Evolution

Pflanzen eroberten das Land früher

Erste Landpflanzen entstanden fast 100 Millionen Jahre früher als gedacht

Lebermoose, hier Moerckia flotoviana, gehören zu den ursprünglichsten Landpflanzen. Ihre Vorfahren könnten schon vor mehr als 500 Millionen Jahren das Land besiedelt haben. © Des Callaghan/ CC-by-sa 4.0

Meilenstein der Evolution: Die Pflanzen könnten die Landmassen der Urerde früher als gedacht besiedelt haben. Genanalysen deuten darauf hin, dass die ersten Landpflanzen schon vor rund 515 Millionen Jahren existiert haben könnten.

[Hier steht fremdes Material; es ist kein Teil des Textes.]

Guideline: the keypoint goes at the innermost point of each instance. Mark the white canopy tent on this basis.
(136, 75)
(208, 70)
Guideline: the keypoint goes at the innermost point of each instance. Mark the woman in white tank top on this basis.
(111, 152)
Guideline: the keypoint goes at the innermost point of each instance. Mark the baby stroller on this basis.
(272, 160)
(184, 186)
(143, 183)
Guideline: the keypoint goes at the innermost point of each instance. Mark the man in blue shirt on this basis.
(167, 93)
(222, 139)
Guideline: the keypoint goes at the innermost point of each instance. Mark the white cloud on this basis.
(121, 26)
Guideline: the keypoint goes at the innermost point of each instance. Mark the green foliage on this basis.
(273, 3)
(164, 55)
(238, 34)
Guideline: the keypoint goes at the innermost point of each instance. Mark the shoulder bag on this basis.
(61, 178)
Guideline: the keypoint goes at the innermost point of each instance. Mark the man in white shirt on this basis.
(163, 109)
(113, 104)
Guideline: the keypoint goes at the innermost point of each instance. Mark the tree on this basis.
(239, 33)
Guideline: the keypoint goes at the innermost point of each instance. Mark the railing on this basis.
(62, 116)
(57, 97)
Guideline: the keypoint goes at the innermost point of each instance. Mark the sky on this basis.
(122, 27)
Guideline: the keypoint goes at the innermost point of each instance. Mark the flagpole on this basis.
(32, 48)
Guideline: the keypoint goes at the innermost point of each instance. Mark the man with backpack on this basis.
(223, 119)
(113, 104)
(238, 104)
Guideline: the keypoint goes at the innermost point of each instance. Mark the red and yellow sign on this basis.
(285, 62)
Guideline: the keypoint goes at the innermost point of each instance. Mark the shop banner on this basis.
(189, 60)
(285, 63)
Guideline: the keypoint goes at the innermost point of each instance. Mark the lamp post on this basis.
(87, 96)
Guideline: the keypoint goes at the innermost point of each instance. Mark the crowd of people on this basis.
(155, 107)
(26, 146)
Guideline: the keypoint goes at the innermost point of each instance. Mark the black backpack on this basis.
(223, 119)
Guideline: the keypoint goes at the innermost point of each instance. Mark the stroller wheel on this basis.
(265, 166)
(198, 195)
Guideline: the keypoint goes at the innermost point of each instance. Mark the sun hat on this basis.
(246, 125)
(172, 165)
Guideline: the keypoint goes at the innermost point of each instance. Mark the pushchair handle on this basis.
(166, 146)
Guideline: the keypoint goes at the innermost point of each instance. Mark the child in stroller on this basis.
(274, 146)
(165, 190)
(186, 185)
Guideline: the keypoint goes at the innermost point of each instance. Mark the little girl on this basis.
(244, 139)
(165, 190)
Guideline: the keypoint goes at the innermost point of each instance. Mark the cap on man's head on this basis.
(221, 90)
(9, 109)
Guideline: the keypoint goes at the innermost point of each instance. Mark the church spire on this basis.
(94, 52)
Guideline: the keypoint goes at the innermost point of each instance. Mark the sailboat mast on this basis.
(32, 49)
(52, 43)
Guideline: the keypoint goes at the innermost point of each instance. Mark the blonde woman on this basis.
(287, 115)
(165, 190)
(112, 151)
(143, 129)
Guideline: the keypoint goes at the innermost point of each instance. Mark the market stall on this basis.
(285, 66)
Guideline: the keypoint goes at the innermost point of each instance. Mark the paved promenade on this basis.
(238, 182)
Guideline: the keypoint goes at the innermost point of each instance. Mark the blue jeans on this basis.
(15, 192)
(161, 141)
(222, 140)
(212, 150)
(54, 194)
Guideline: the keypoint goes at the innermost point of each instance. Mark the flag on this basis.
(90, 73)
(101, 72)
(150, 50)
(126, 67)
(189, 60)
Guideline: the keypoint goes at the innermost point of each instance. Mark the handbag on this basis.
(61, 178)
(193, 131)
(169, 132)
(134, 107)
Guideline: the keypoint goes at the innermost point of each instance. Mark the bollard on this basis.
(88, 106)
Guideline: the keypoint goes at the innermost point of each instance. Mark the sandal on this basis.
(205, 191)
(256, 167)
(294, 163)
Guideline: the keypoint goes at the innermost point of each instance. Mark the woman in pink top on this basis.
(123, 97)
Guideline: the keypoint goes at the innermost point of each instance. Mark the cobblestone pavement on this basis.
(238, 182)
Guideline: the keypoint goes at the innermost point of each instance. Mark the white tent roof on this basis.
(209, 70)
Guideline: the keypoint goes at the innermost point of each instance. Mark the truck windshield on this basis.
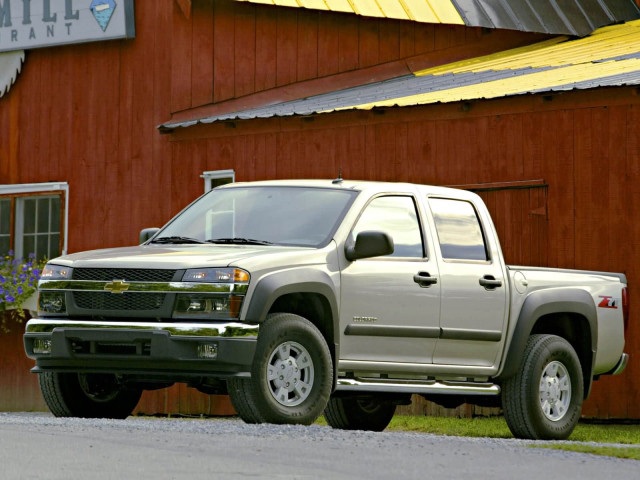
(280, 215)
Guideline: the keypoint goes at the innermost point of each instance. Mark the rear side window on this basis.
(459, 230)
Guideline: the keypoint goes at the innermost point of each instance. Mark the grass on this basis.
(496, 427)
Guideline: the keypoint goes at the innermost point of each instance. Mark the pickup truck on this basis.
(299, 298)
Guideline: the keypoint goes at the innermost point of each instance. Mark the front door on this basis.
(391, 305)
(474, 288)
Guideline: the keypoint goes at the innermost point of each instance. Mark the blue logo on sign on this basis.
(102, 11)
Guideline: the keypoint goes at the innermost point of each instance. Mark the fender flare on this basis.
(546, 302)
(273, 286)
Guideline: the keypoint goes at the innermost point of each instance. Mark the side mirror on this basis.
(147, 233)
(370, 244)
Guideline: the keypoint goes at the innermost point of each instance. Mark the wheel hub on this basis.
(555, 391)
(290, 374)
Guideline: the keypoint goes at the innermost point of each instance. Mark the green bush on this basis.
(18, 281)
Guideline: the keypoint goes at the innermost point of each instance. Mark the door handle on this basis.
(489, 282)
(424, 279)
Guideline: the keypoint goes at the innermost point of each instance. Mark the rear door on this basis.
(473, 285)
(391, 305)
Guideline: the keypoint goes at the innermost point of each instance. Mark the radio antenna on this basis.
(339, 179)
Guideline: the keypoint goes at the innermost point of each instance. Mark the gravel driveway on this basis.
(36, 445)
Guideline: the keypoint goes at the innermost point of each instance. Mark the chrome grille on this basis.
(128, 274)
(126, 301)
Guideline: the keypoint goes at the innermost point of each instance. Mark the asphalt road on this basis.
(39, 446)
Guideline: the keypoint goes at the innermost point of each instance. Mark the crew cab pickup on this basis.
(299, 298)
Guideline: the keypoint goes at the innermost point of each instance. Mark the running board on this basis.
(416, 386)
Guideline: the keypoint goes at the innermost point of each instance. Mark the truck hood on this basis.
(180, 256)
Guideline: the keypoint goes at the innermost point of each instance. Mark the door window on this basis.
(459, 230)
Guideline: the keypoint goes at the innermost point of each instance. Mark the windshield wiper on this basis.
(176, 240)
(242, 241)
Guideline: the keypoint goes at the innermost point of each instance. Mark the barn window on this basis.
(33, 219)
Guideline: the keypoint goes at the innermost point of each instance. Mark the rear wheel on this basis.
(87, 395)
(359, 413)
(544, 399)
(292, 373)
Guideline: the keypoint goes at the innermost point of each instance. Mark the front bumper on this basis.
(169, 350)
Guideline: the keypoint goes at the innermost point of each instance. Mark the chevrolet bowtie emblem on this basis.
(117, 286)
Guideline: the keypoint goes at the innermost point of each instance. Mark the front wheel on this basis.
(87, 395)
(543, 401)
(292, 373)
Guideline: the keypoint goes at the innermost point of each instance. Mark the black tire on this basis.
(87, 395)
(543, 401)
(359, 413)
(239, 390)
(294, 348)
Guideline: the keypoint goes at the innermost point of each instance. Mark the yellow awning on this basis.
(428, 11)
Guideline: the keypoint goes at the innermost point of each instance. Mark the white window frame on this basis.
(42, 188)
(217, 175)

Damit ereignete sich einer der folgenreichsten Schritte der Evolution fast 100 Millionen Jahre früher als bisher anhand von Fossilfunden angenommen, wie die Forscher berichten. Für Atmosphäre, Geochemie und Stoffkreisläufe der Erde hatte das entscheidende Auswirkungen.

Die Besiedlung des Landes durch die ersten Pflanzen war einer der folgenreichsten und wichtigsten Schritte der Evolution auf unserem Planeten. Denn mit der Entwicklung der Vegetation auf den zuvor noch kahlen Landmassen veränderten sich die geochemischen Kreisläufe, neue ökologische Nischen entstanden und in der Atmosphäre nahm der Sauerstoffgehalt zu und der Kohlendioxidgehalt ab.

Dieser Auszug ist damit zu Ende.